Allegheny mountain dusky salamander (Photo by Chia AKA Cory-Chiappone (CC-BY-NC))

Allegheny mountain dusky salamander

What does it look like?

Allegheny mountain dusky salamander is slim and small, and ranges from seven to 10 centimetres in length. Adults typically have light stripes extending down their backs, from head to tail, often with a row of chevron-shaped dark spots down the middle. Stripe colour is age- and sex-dependent, and can be yellow, orange, red, tan or brown. This amphibian also has speckled sides and a dark brown or black belly.

Where does it live?

Canadian distribution of Allegheny mountain dusky salamander (Map by NCC)

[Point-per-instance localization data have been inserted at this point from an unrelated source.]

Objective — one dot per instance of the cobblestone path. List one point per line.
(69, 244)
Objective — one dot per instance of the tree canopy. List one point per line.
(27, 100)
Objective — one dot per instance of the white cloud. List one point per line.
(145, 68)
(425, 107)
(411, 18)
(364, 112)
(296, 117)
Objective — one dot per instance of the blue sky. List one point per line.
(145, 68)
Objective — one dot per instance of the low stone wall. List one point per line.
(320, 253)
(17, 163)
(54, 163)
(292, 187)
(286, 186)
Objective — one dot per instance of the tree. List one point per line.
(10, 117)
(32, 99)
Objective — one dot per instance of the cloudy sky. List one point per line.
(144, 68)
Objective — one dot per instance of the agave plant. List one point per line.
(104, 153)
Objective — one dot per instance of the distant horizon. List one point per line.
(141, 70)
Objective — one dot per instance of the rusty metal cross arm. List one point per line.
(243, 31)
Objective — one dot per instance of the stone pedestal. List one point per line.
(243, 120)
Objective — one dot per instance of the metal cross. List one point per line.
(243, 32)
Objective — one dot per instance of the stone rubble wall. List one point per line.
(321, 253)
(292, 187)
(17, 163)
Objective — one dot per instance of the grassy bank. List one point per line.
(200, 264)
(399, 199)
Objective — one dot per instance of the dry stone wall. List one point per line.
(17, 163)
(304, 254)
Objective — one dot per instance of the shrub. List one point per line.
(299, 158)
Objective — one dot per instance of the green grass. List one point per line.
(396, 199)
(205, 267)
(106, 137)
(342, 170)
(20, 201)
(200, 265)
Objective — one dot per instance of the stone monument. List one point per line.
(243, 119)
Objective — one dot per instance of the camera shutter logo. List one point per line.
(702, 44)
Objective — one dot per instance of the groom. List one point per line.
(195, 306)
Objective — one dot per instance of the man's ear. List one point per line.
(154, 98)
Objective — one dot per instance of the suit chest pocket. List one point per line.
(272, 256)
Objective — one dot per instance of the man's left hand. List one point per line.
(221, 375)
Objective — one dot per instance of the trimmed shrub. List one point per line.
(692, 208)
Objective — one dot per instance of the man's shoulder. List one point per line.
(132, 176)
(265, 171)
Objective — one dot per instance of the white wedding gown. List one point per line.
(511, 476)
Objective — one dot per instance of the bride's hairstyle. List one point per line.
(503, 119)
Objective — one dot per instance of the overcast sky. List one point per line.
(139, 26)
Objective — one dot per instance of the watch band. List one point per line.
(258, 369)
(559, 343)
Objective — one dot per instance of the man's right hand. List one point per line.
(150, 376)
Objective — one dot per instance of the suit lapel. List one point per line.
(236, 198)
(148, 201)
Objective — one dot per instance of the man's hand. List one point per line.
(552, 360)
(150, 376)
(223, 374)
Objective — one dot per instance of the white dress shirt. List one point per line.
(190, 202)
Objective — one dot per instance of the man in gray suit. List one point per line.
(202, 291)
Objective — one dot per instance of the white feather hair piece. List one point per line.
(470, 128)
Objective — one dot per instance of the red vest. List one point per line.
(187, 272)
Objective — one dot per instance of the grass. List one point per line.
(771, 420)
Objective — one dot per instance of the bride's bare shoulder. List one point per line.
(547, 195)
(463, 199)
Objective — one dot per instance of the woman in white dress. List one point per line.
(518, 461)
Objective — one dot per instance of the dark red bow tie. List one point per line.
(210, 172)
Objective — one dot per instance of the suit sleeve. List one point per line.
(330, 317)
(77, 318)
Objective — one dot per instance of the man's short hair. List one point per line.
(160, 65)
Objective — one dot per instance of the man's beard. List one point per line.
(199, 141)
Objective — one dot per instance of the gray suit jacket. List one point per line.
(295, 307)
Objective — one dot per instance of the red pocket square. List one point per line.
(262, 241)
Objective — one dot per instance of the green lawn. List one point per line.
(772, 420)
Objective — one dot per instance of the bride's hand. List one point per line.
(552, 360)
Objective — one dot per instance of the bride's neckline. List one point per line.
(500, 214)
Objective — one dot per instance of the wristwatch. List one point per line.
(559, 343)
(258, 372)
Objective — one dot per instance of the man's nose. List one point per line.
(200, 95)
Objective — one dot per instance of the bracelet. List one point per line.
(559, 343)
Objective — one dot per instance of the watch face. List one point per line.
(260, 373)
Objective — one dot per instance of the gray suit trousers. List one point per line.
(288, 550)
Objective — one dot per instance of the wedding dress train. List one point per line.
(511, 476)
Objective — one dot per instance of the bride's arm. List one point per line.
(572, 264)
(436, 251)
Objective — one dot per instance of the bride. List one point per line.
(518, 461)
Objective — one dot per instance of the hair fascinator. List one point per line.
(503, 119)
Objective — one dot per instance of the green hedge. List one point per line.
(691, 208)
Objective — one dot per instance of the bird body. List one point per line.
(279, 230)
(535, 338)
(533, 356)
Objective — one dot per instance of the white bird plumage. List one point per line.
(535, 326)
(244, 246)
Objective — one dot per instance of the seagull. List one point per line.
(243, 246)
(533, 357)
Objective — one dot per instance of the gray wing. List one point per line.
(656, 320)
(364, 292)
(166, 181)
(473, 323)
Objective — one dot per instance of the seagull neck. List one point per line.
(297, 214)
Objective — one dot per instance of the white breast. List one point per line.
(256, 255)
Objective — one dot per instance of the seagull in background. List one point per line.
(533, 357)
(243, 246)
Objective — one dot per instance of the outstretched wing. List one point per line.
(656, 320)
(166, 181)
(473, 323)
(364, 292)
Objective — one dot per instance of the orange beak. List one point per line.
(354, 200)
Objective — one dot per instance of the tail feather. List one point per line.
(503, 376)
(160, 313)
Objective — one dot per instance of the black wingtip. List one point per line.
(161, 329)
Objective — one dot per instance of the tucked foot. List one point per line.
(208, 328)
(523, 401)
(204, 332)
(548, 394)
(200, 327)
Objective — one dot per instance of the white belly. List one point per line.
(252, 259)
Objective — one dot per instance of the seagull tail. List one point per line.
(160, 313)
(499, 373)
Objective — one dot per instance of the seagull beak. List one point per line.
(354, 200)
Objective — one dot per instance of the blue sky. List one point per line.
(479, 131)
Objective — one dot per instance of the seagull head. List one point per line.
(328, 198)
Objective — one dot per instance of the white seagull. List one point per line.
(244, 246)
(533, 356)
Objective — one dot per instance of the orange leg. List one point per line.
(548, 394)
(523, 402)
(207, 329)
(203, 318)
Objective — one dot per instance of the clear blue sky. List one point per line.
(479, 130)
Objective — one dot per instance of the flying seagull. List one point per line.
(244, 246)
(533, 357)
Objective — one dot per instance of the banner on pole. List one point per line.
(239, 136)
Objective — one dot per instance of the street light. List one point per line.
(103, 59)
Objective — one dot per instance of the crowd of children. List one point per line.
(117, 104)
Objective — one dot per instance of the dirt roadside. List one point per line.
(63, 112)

(Click on the image to enlarge)

Allegheny mountain dusky salamander is found in eastern North America’s Appalachian Mountain System, from the Canada-U.S. border in the north to northern Georgia in the south. In Canada, it only occurs in two small areas: the Great Lakes/St. Lawrence sub-population in Covey Hill, Quebec, and the Carolinian sub-population in Ontario’s Niagara Escarpment.

This salamander lives near forested streams, springs, mountain cascades or seeps (areas where groundwater surfaces to create pools). It nests underground in cavities near seeps or in shallow depressions in moist soil underneath stones, leaf litter, stumps, logs or moss.

What is this species’ conservation status?

Although Allegheny mountain dusky salamander has been ranked as least concern globally, it has been assessed as endangered by the Committee on the Status of Endangered Wildlife in Canada. Threats to this species include habitat loss, human disturbance and uncontrolled stormwater runoff, which may contaminate water sources and make nearby slopes unstable, making this amphibian susceptible to mudslides and rock falls.

What is NCC doing to protect habitat for this species?

The Nature Conservancy of Canada (NCC) has helped protect 533 hectares (1,300 acres) in Covey Hill, Quebec. A natural laboratory has been set up on-site, where several aspects of the environment, like the region’s unique hydrology, are studied in partnership with many universities, including the Université du Québec à Montréal.